E foi ainda mais elucidativo e enternecedor verificar como mesmo após a distância física se instalar nas nossas vidas de novo, aquele pequenino ser, acabado de nascer, se manteve ligada ao progenitor e primeiro cuidador, sorrindo a cada reencontro, a cada nova chegada, a cada sinal da sua voz, como se ele nunca tivesse partido, como se nunca existisse semana.

E eu? Eu sentia-me de rastos, incapaz de funcionar. Eu só queria colo, conforto, carinho, alguém que me aliviasse a carga, alguém que alterasse o rumo da Minha História.

Eu queria o meu companheiro do meu lado, a cuidar de mim enquanto eu cuidava da nossa filha, a tratar de mim enquanto eu tratava da nossa princesa, a atender todas as minhas necessidades e caprichos. Eu queria que a cada fim-de-semana que ele passava em casa compensasse a sua ausência, me desse descanso e me tratasse como a sua rainha.

Eu queria sentir-me incondicionalmente apoiada. Eu sentia ser esse um direito meu, como mãe, esposa e mulher. Eu sinto ser esse um direito de todas as mulheres, mães, esposas. O que eu não compreendia é que ele não tinha mais para dar. O que eu não entendia é que me tinha casado com um ser humano, com os seus próprios medos, expectativas, limites e cansaço. E não com o super-homem.

 

Apenas um mês e meio depois de a nossa guerreira nascer o meu marido, oficial de carreira, iniciou o curso de Estado-Maior.

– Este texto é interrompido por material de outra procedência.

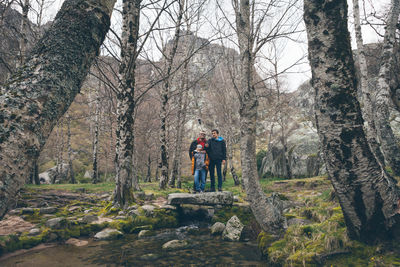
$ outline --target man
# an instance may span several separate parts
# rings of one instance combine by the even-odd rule
[[[203,147],[203,149],[207,149],[206,144],[207,144],[206,132],[200,131],[199,137],[197,139],[193,140],[193,142],[190,144],[190,148],[189,148],[190,159],[192,159],[193,151],[196,150],[197,145],[201,145]]]
[[[217,168],[218,191],[222,191],[222,173],[221,164],[226,162],[226,144],[224,138],[219,136],[219,131],[214,129],[211,131],[212,138],[208,140],[207,153],[210,158],[208,171],[211,179],[211,192],[215,192],[215,168]]]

Algo bem exigente, quase tão exigente como a própria maternidade. Mas se agora o consigo ver e comparar, na altura estava cega para tudo o que não fossem as minhas dores e necessidades e o difícil desempenho do meu novo papel de mãe.

Não havia tempo, capacidade e até mesmo vontade para me dedicar a ele como antes. Era eu que precisava de receber atenção. E se tudo isso é válido e real, não é menos verdade que ele também precisava de apoio, carinho, conforto e descanso.

A cada novo fim-de-semana ele corria para casa, para a sua família, o seu porto seguro. E o que o esperava era um cenário de guerra, críticas e ultimatos. Mas eu não o conseguia ver, nem ele o entender.

Fotografia de Rodrigo Lima

Foi um período difícil, uns anos de um conflito que parecia interminável. Perdiam-se batalhas, abriam-se feridas sem tempo para curar as anteriores, sujavam-se as armas sem intervalos para as limpar.

E o meu foco, a minha dedicação, continuava a ir completa para a maternidade. Procurei entender a minha filha, que parecia tão diferente de todos os outros bebés. Procurei descobrir-me como mãe, crescer, amar-me, compreender-me. Procurei até ajuda profissional.

E de repente comecei a conseguir ver. Não totalmente, apenas um breve vislumbre de cada vez. De repente comecei a escutar o que ele há muito me tentava dizer: “Ei, eu estou aqui, eu estou aqui para ti, eu quero ajudar-te, eu quero apoiar-te, mas por favor baixa as armas e deixa-me respirar. Eu não sou perfeito, nunca fui e provavelmente nunca o vou ser, mas eu amo-te e amo a nossa filha, por favor, tens de acreditar. Eu quero-te ver, escutar, entender, mas baixa as armas, deixa-me entrar. Se te fechas como uma fortaleza como é possível eu te conhecer? Se atacas como uma leoa como é possível eu me mostrar?”

E foi assim, na minha procura de melhorar como mãe que percebi o quão precisava de crescer como esposa e mulher. Estava na hora de parar de apontar o dedo, criticar, culpar e julgar e passar a olhar para a minha própria imaturidade.

Como é que alguém pode perceber o que eu preciso se eu não o pedir e informar? Como é que alguém há de me conseguir ver, escutar e compreender se eu não mostro o meu verdadeiro ser?

E eu? Sou capaz de ver, escutar e compreender o meu companheiro? Estou a começar, a aprender, a sincronizar. Estou, finalmente, a amadurecer e a perceber que quase nada na vida é preto e branco. Estou, por fim, a integrar e a compreender a beleza de viver num mundo de cinzentos.